Famed INXS collaborator dies at 73

Now listen up, folks: Ray Charles is famed for many things, but collaborating with INXS ain’t one of them.

The article actually begins by claiming that Ray Charles “virtually invented the genre known as ‘soul’” – which is true enough – but then claims that Charles, who “rarely involved himself with rock ’n’ roll”, did the monumental thing of “making an exception” in order to work with INXS on the track ‘Please (You Got That…)’ from the 1993 Full Moon Dirty Hearts album.
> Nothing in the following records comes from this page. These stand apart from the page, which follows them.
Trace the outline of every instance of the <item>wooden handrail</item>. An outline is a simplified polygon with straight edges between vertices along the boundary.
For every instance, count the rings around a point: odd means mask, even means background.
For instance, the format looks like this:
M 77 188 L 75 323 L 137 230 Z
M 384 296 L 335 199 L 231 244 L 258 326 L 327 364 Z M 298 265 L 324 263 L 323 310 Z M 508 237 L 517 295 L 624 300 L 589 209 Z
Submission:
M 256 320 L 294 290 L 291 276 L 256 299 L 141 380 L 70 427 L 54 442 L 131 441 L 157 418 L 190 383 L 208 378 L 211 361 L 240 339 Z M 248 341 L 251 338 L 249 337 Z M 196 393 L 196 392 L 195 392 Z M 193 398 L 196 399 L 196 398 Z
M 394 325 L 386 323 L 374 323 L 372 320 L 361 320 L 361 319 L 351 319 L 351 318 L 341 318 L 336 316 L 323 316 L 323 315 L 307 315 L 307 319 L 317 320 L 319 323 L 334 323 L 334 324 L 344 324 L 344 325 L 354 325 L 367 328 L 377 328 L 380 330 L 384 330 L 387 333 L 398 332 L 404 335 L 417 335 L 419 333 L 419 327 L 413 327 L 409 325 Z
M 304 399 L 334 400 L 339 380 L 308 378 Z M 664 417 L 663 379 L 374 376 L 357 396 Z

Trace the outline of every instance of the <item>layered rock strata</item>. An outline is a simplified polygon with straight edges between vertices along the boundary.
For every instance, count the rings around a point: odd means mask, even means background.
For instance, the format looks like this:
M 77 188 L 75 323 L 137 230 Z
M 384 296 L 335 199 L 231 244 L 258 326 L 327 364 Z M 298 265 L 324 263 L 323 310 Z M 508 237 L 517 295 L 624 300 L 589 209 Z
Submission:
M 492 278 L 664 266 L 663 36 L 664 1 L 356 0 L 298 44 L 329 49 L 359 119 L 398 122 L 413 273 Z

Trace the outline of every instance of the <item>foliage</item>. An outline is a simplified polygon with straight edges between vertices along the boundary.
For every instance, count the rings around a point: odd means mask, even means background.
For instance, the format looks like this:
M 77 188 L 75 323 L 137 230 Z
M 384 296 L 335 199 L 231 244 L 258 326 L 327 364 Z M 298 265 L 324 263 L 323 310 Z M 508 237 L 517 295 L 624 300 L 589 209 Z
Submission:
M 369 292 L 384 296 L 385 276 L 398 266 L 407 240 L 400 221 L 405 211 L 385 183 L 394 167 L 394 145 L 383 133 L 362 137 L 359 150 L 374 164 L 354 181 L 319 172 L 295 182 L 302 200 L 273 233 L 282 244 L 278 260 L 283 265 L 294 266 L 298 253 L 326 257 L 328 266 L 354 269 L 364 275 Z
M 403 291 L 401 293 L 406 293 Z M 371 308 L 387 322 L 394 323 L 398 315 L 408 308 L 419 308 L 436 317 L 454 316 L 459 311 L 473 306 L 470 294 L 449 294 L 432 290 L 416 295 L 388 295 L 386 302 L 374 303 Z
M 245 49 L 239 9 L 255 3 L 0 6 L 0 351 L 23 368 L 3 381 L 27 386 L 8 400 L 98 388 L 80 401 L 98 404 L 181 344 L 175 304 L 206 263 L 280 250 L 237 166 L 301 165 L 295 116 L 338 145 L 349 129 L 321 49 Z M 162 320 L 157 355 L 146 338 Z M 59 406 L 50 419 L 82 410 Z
What’s that you say? Can’t remember how that particular ditty goes? I only can just remember the album, but I certainly don’t remember that song screaming up the charts either. Yet, that’s by-the-by, because in the first place, the early recordings that Ray Charles made that led to what we now call ‘soul’ were steps in the direction to what we also call rock ’n’ roll. The twelve-bar blues of ‘What’d I Say’ was, for it’s time, virtually ‘none more rock’! So this glorifying of INXS with the still-warm corpse of Ray Charles is merely dodgy rhetoric, and were I to employ dodgy rhetoric of my own, I’d class it as a kind of necrophilia, metophoric though it is. However, given that it is still just rhetoric, a more accurate reading of the collaboration would be to describe it thus:

‘The Atlantic label in America (to whom the band was signed, State-side) tried to earn INXS some vintage rock cred and therefore a wider audience by teaming them up with another artist in the roster who could have probably done with a bigger market share at the time.’

I mean, really.

Of course, when you keep reading, you realise the true intent of the article: not to commemorate the passing of a great musician, or to commemorate a great moment in musical collaboration, if indeed the collaboration between INXS and Charles could be deemed ‘great’; what it is, ultimately, is an advertisement for a forthcoming DVD:


An alluring video was made for the song, directed by Matt Mahurin, and can be found on the eagerly awaited I'm Only Looking/ The Best Of INXS DVD coming in July.

And they have the audacity to give the advertorial the title Ray Charles R.I.P.